My Aura
We have had Aura for a few months now and Chris and I have not been out to the shops together since we have had her. So I decided this Saturday we would go shopping, no longer than and hour and a half. The weeks before I have been leaving her for 10min at a time, then 15min, then 30min and now an hour. I hated leaving her on her own. She was still so new and so tiny. I could not stop thinking about her.I felt so guilty. Before I walked out the door I had put T.V on for her, two cushions so that she could get up on the lounge to some of her toys and her special little blanket. I also left her a flavoured chewy bone to eat while I was gone. I tucked her in and gave her a big hug and kiss and told her I loved her and I would be home soon. I also left her my old shirt to sleep with as I thought this would make her feel safe and secure.
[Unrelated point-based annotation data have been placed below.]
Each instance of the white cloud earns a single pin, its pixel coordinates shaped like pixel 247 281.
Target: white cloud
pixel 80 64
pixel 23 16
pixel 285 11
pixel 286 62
The whole time I was thinking about her, and what she was doing, if she was missing me as much I was missing her. I enjoyed getting out of the house with Chris too. After an hour and a bit we arrived home and all we could hear was Aura crying , and crying so loud. I opened the door and she continued to cry and cry. Her tailed nearly broke off she was wiggling it so much. I picked her up and kissed her and kissed her and cuddled her. She was squealing at this point. I put her down and I could smell poo. She poo-ed in the office, the lounge room and pee-ed in the bathroom. She was a little annoyed I think because we left her. I guess she really hates being left alone.